Hello Everyone,
I hope you and your little ones are doing well. I’m a new mom to a 6-month-old baby girl, and to be honest, I’m really struggling. It’s taking everything in me to stay positive right now.
Everything we’ve tried with her has been met with resistance. She refused to sleep in her cot and still co-sleeps with us. She’s never slept through the night—two hours is the longest stretch she’ll sleep, and then she wakes up needing to nurse to fall back asleep. She’s exclusively breastfed, which was manageable until she hit her 4-month sleep regression. Now, she wakes every 2 hours (sometimes every 30 minutes) at night, needing to nurse to soothe herself.
When we first started giving her baths, she cried through the whole thing. She didn’t take to the car seat or stroller either and would howl whenever we tried to use them, though we kept at it. She won’t sit in a restaurant, no matter how carefully we try to plan around her schedule. We started her in swimming classes over two months ago, and she still cries every single time. She’s the only baby in both classes who does this, and I can’t help but feel embarrassed.

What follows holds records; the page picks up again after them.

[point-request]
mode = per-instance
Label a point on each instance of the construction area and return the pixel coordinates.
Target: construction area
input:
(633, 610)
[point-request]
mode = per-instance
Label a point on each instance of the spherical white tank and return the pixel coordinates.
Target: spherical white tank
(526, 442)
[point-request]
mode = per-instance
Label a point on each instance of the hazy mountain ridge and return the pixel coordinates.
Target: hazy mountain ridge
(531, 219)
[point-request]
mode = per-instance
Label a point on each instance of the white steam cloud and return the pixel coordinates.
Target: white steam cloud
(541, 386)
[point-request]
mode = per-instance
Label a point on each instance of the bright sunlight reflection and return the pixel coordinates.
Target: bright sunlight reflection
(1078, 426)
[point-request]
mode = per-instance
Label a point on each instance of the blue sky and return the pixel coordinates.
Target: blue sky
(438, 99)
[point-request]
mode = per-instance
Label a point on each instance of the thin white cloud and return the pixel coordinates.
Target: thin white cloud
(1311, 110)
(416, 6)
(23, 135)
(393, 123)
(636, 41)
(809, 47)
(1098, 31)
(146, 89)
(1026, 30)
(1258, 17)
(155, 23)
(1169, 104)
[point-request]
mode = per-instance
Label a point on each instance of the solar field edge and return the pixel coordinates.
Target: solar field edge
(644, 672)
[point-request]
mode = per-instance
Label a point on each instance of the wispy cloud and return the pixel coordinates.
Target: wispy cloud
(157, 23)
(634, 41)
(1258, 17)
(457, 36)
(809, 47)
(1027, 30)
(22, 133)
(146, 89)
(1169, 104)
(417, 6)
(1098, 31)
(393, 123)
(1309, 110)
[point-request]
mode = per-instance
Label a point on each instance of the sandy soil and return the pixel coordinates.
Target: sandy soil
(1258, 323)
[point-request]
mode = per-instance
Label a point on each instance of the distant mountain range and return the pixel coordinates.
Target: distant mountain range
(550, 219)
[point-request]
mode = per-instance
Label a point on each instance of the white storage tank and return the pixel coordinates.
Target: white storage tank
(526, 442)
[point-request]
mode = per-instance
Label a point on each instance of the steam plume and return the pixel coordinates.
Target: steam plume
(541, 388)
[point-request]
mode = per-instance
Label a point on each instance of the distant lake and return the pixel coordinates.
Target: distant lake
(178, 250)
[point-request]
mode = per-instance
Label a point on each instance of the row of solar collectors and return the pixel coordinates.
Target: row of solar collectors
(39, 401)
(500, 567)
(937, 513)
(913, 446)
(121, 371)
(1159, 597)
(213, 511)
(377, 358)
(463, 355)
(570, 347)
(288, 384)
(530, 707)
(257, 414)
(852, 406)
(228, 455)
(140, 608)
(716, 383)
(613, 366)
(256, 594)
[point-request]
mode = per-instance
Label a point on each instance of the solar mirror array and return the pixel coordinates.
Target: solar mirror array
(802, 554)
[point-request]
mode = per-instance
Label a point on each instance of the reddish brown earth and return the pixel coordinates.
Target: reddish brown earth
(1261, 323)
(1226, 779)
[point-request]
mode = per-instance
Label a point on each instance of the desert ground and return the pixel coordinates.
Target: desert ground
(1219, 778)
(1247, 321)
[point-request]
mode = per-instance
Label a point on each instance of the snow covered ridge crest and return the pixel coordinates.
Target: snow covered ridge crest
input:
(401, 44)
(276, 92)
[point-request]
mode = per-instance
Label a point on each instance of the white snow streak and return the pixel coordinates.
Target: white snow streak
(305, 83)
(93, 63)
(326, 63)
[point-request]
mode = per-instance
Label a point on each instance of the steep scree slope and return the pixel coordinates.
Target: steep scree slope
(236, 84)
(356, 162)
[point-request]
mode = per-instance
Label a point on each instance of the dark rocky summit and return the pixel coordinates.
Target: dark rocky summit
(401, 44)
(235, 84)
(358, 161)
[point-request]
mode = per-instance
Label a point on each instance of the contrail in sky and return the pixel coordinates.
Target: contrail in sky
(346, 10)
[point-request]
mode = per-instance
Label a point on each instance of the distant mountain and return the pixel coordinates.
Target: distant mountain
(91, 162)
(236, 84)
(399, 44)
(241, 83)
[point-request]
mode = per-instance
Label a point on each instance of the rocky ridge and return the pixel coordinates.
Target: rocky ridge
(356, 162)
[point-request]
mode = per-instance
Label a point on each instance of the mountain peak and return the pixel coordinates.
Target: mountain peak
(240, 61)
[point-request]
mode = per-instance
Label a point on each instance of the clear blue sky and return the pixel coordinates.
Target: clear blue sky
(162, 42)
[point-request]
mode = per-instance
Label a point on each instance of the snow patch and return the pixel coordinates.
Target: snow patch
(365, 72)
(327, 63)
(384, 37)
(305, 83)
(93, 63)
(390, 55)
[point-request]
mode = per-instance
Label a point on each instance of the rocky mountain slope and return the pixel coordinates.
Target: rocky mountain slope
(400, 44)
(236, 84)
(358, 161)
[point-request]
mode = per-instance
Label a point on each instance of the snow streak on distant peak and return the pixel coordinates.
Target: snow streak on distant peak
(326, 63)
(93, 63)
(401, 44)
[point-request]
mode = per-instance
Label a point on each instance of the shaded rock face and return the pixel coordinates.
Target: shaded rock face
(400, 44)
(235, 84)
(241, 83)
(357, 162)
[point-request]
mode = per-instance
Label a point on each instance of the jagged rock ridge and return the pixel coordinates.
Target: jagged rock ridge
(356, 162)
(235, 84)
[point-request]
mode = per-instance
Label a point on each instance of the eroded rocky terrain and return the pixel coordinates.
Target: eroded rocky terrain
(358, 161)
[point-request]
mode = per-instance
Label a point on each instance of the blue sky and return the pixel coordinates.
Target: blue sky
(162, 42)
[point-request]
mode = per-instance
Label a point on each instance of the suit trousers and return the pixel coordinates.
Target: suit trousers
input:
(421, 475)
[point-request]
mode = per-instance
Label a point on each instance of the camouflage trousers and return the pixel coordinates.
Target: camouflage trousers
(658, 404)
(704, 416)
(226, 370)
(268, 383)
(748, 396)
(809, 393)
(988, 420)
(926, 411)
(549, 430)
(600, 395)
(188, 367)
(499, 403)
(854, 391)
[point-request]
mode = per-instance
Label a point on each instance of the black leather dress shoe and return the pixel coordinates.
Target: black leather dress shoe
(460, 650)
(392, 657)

She also won’t let me leave the room without crying for me. She’s happy to play with her dad, but only if I’m nearby. I understand that I’m her main caregiver, but it means I can’t even shower or wash my hair without her getting upset. She doesn’t like sitting in her chair to play, so I end up carrying her around while trying to get my chores done. And even then, she still cries often.
I haven’t slept properly in six months. I’ve been telling myself this is just a phase and that she finds comfort in me, but I’m reaching my breaking point. I just want her to stop crying and to be happy. When I see other babies at classes, restaurants, or with friends, none of them seem to cry like this. It’s hard not to compare, and I feel so defeated.
Is it too much to ask for her to just be happy and content?